Here are two reports on the future of jobs in the US. A report from the Georgetown University Center on Education and the Workforce entitled Help Wanted projects a serious shortfall in qualified workers:
by 2018, we will need 22 million new college degrees--but will fall short of that number by at least 3 million postsecondary degrees, Associate's or better. In addition, we will need at least 4.7 million new workers with postsecondary certificates.
A report from the Hamilton Project -- The Polarization of Job Opportunities in the U.S. Labor Market -- makes the following points:
• Employment growth is polarizing, with job opportunities concentrated in relatively high-skill, high-wage jobs and low-skill, low-wage jobs.
• This employment polarization is widespread across industrialized economies; it is not a uniquely American phenomenon.

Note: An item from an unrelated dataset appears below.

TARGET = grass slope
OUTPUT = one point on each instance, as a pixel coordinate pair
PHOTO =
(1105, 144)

• The key contributors to job polarization are the automation of routine work and, to a smaller extent, the international integration of labor markets through trade and, more recently, offshoring.

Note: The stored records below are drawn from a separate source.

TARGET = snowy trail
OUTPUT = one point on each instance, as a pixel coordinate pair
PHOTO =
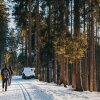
(33, 89)
(23, 90)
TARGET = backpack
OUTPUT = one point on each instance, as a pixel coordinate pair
(6, 73)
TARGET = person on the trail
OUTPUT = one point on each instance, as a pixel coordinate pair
(5, 73)
(10, 77)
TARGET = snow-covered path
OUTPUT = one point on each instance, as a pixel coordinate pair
(34, 90)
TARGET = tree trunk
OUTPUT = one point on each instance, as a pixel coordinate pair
(30, 36)
(74, 76)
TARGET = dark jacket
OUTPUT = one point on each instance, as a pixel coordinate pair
(2, 72)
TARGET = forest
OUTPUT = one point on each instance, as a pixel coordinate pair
(59, 38)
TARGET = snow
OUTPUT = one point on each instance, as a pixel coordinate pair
(32, 89)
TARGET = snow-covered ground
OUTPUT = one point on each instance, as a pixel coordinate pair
(33, 89)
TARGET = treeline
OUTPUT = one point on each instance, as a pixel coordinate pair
(3, 29)
(60, 38)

• The Great Recession has quantitatively but not qualitatively changed the trend toward employment polarization in the U.S. labor market. Employment losses during the recession have been far more severe in middle-skilled white- and blue-collar jobs than in either high-skill, white-collar jobs or in low-skill service occupations.
• As is well known, the earnings of college-educated workers relative to high school-educated workers have risen steadily for almost three decades.
• Less widely discussed is that the rise in the relative earnings of college graduates are due both to rising real earnings for college workers and falling real earnings for noncollege workers--particularly noncollege males.
• Gains in educational attainment have not generally kept pace with rising educational returns, particularly for males. And the slowing pace of educational attainment has contributed to the rising college versus high school earnings gap.
Both the skills/education gap and the polarization of wages are serious problems facing the I-Cubed Economy. In my view, they will not be solved through our conventional educational and labor market policies. Those policies continues to be geared toward the labor markets of the industrial age. For example, we provide government support for unemployment insurance and re-training once people lose their jobs. But we have few programs to upgrade workers' skills and keep them competitive so they don't lose their jobs in the first place. That is way I've been advocating a knowledge tax credit.
The knowledge tax credit is just one example of how we need to change our thinking on public policy. I am sure that others can come up with dozens of other ideas. As these two reports indicate, however, we need to do this re-thinking now. Otherwise, the problems will simply continue to grow.